A Linguagem do Barro e os Rastros da Ancestralidade: a despedida de Niede Guidon

Arqueóloga de renome internacional

Recentemente nos despedimos de Niéde Guidon, arqueóloga de renome internacional, referência na preservação do patrimônio arqueológico do Brasil.

Sua trajetória se entrelaça com a Serra da Capivara, no Piauí, onde deixou um legado que pulsa entre pedras, pinturas rupestres e histórias milenares.

Arqueóloga de renome internacional

Tive a oportunidade de conhecer esse território sagrado durante uma formação com mais de 150 educadores da infância, em São Raimundo Nonato. Aos pés da Serra, abrimos um tempo-espaço de escuta, memória e reconexão. Em ateliês com a linguagem do barro, tocamos o solo e, ao mesmo tempo, fomos tocados por ele.

Ao moldar a argila com as mãos, educadores revisitaram suas próprias infâncias, narrativas e histórias silenciadas. Foram momentos de evocação e cura, onde elementos cênicos nasceram do encontro entre corpo, memória e matéria. Histórias ganharam forma. E, com elas, emergiu também uma pergunta que nos atravessa: que concepções nos habitam quando falamos com e sobre as crianças?

Muitas vezes dizemos com os lábios uma coisa, mas com as ações sustentamos outra. A formação foi também esse lugar de desvelar contradições, olhar para crenças enraizadas e repensar a nossa forma de estar com as infâncias.

Cultura, transmissão e transformação

Falamos sobre cultura, transmissão e transformação. E sobre a importância — como dizia Hannah Arendt — de exercer a autoridade, não como opressão, mas como compromisso ético de sustentar o mundo para que as crianças possam atualizá-lo. Ser autoridade sem ser autoritário requer coragem para desconstruir o que nos moldou. E foi exatamente isso que o barro nos ensinou.

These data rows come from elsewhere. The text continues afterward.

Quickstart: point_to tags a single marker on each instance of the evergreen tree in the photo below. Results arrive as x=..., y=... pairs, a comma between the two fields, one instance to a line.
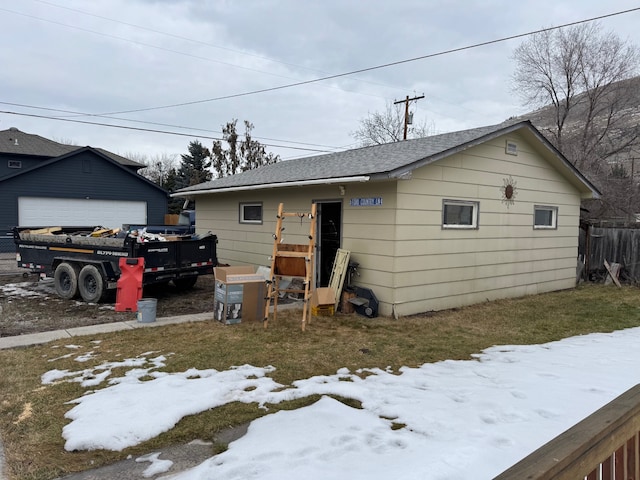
x=195, y=166
x=240, y=155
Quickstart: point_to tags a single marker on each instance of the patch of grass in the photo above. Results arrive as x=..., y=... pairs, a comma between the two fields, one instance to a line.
x=32, y=414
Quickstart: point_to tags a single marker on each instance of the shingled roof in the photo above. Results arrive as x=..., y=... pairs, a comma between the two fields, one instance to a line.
x=17, y=142
x=378, y=162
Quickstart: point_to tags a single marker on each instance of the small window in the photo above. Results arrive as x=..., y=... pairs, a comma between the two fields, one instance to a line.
x=251, y=213
x=459, y=214
x=545, y=217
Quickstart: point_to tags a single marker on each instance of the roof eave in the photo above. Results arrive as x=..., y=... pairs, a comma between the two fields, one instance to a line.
x=263, y=186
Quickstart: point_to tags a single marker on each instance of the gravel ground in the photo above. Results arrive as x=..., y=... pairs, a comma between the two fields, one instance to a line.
x=30, y=305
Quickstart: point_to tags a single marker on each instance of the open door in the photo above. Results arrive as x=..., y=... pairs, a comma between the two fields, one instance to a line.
x=329, y=237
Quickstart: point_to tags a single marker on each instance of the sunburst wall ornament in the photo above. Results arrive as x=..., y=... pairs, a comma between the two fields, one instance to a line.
x=508, y=191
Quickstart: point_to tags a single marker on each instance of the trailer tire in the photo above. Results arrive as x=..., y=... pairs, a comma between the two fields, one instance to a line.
x=65, y=280
x=91, y=284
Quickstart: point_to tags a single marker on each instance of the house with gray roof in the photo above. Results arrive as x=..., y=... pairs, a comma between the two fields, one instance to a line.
x=434, y=223
x=46, y=183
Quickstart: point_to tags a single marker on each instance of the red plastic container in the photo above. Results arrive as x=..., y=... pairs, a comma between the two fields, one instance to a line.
x=129, y=284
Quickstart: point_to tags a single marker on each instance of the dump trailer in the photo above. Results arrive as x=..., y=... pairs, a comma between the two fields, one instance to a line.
x=85, y=261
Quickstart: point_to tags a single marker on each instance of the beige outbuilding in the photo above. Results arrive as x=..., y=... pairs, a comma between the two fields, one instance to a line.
x=434, y=223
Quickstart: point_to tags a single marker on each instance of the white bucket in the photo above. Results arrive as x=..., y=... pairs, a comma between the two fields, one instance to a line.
x=147, y=310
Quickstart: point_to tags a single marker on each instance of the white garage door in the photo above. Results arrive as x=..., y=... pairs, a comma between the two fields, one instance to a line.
x=35, y=211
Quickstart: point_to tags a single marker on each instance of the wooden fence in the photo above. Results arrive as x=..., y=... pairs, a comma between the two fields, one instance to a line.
x=604, y=446
x=613, y=244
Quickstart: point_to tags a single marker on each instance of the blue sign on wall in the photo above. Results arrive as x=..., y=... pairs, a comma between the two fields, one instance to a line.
x=366, y=202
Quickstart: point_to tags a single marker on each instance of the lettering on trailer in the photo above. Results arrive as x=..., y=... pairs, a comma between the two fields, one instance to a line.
x=67, y=249
x=36, y=247
x=111, y=253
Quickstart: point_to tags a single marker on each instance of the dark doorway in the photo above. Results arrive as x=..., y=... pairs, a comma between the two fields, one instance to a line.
x=329, y=237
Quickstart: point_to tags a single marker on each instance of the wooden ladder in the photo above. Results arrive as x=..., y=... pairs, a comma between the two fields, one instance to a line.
x=292, y=260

Ao mexer, remexer, desfazer e refazer, emoções vieram à tona. Medo, angústia, apego... tudo aquilo que sentimos diante do novo. A argila, ancestral e presente, foi nossa mestra. Nos deu repertório para reconfigurar a prática. Nos permitiu acessar camadas profundas da escuta e da imaginação pedagógica. Porque brincar com o barro é também narrar o mundo, dar forma à experiência e ativar a potência criadora que mora em cada um de nós.

E tudo isso, no coração de um território marcado por registros milenares — provas vivas de que o ser humano sempre precisou contar suas histórias, deixar marcas, afirmar: eu passei por aqui.

Quais marcas, memórias e narrativas estamos permitindo que as crianças construam em seu cotidiano? Estamos abrindo espaço para que elas nos mostrem como enxergam o mundo? Ou ainda estamos apenas tentando “ensiná-las” a ver como nós?

A Serra da Capivara me transbordou e transformou.

Lembro do impacto de ver, diante dos meus olhos, o registro rupestre do Beijo — símbolo de ternura e humanidade. A menina curiosa que fui reencontrou ali um ensinamento simples e profundo: para cuidar, é preciso conhecer. Para preservar, é preciso amar.

Talvez esse seja o maior legado de Niede Guidon: nos lembrar que conhecer a história é uma forma de amar o mundo. E que o conhecimento, quando caminha lado a lado com a arte, transforma-se em experiência viva, em letramento científico sensível, em educação que toca a alma.

Que possamos sustentar esse chão fértil para as crianças de hoje — com escuta, barro, poesia e presença.